The truck's been where it is for a long while, now. I've never been able to get to it from the Flowood side of the river. I rarely visit there. As far as I know, the east side of the river is full of dangerous cannibals, alligators the size of tractor-trailers, and ancient jungle-eaten ziggurats, temples to a fallen god.
I should head over there sometime.
I'm sure there's a story about how it got there. I'd love to find out the truth one day. If you're a reader and know the story of "the truck," use the comments and I will make an exception to my usual "no comments" rule, illegitimi non carborundum.
So, here's my story. The story of The Truck.
THE STORY OF THE TRUCK
"I'm getting too old for this shit." Barry said. The truck was bouncing on groaning axles, shooting gravel with every rhythmic push.
"You always say that. You're only 25. You're not old." John said. They were high in the air on the creosote-stained railroad trellis, the thin branches of the trees they were even with were a blur out the window.
The blur was stained red and blue, swathes of bright light that flickered like hyperkinetic lighthouses, giving the forest a neon undergrowth.
"Our love is illegal, Barry." John said as Barry kept the old truck from sliding on the loose gravel. He was struggling to keep the wheels straddling the steel rails without crashing through the flimsy wooden railing.

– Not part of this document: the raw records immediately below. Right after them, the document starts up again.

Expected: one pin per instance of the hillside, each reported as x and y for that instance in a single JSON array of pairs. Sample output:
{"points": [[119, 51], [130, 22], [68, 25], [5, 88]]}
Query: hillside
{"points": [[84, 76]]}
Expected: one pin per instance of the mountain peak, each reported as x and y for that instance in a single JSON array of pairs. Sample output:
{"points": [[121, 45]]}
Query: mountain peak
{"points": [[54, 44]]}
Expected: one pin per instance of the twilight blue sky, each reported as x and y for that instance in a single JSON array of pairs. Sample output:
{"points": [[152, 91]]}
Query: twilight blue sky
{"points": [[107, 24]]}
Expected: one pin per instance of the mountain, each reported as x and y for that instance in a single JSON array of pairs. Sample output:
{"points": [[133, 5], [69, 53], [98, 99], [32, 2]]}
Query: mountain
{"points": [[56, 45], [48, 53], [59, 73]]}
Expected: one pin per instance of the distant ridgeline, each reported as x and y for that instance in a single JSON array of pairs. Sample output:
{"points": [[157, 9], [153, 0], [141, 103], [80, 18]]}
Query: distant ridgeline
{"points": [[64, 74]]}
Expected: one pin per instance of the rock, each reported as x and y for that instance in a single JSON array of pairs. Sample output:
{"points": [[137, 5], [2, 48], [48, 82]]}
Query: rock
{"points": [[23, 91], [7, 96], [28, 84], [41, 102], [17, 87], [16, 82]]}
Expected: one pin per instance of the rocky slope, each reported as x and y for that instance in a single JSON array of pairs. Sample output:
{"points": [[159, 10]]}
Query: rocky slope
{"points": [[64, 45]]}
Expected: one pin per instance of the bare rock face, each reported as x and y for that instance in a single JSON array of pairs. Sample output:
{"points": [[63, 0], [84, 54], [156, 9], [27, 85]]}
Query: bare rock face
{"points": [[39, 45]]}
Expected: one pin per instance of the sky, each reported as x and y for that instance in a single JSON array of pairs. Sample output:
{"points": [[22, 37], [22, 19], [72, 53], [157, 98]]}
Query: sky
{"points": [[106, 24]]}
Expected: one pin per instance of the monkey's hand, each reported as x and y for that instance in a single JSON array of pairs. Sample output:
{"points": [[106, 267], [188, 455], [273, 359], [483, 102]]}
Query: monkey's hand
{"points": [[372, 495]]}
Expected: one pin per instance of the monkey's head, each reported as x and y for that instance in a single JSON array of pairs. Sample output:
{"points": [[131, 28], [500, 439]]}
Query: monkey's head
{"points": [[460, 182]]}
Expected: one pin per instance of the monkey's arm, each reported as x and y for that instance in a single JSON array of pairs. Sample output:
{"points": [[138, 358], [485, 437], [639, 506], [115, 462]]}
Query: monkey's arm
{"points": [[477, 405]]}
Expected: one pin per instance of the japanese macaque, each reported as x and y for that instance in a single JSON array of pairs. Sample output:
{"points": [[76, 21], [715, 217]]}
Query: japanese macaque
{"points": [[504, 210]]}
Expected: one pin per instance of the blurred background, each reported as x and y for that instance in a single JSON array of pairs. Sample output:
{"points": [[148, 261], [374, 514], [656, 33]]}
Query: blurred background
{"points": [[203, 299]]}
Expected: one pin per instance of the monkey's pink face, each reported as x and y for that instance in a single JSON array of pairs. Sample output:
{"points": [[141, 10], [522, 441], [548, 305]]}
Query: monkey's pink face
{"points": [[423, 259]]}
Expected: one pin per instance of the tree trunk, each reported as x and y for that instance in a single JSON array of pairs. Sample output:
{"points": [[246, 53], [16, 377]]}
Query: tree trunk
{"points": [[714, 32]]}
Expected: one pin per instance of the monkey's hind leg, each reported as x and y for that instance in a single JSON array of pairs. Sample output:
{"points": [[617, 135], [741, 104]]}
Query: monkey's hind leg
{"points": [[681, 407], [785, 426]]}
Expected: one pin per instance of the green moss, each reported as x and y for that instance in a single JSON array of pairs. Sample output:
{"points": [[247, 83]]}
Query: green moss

"But not unconstitutional! Not here! Not like in Hawaii, John!" Barry shouted. He held out his hand.
"This is a standard." John said, not taking Barry's hand.
"Well I'm not doing that Thelma and Louise shit! We're almost out of Jackson!" Barry said, putting his hand back down. The railroad trellis was looming in the moonlight. The cop that was chasing them was crazed, eyes alight behind his aviator frames, envisioning their 10 year jail sentence for their love.
The truck almost lost control, swerved as the rails rose to reach the rusting red steel stretch. Below, the Pearl flowed deep, brown water black in the night.
Behind them, Offizier Tod Buzz slammed on the brakes, his tires spat gravel. No matter how badly he wanted to burst two men for what John and Barry had done, he wasn't about to follow them out onto a death trap.
The tires hit the rails, there was a bark of rubber, a shriek of steel. The truck spun, the passenger side crumpled as it struck the huge rusted span. The whole bridge roared, then there was a moment of quiet, squealing metal.
Officer Buzz did something he rarely did. He took off his sunglasses. He pressed down the sides of his mustache. Ahead, the truck was hanging half off the bridge.
But Officer Tod Buzz was an optimist. That truck was half ON the bridge. He ran towards them. Godless sodomites or not, Buzz would be damned if they died on his watch. He ran, boots pounding the crossties, and jumped onto the rear of the groaning truck. His weight kept it from pitching forward into the river.
"Come on!" He shouted, hand out towards John in an authoritarian parody of the grasp he had just refused his lover.
John did not refuse this one. Buzz jerked him clear, then threw open the door. Barry was there, a smudge of blood on his forehead. He was woozy, confused.
"Come with me if you want to live." Buzz said, leather-bound hand stretching towards him, reaching.
"I won't go to jail for this." Barry said, crying.
"We're in Flowood. I can't arrest you here. I may be a loose cannon, but I'm a damn fine cop."
"Fuck yeah." John said, grabbing Buzz by the belt as the truck began to slowly lurch over the edge.
There was a momentary rush of airborne cans - Old English, Busch, something called Stroh's, that had been rolling around in the seat of the car for years. The truck gave half a spin and splashed into the dark water, huge bubbles roaring up from the whorls of water as it vanished.
Buzz was hanging halfway off the bridge, Barry dangling in the air, John holding on to the policeman's belt. The three swayed for a moment, flexed, everyone pulled back before laying there on the tracks, panting.
"I'm sure we'll get that truck out of the river soon enough." Buzz said. "Now you two best get going before I have to arrest us all for too much man-love."
...and thus ends the story of the truck. Think it's ridiculous? You could point out how ridiculous this story is, and win some free trash!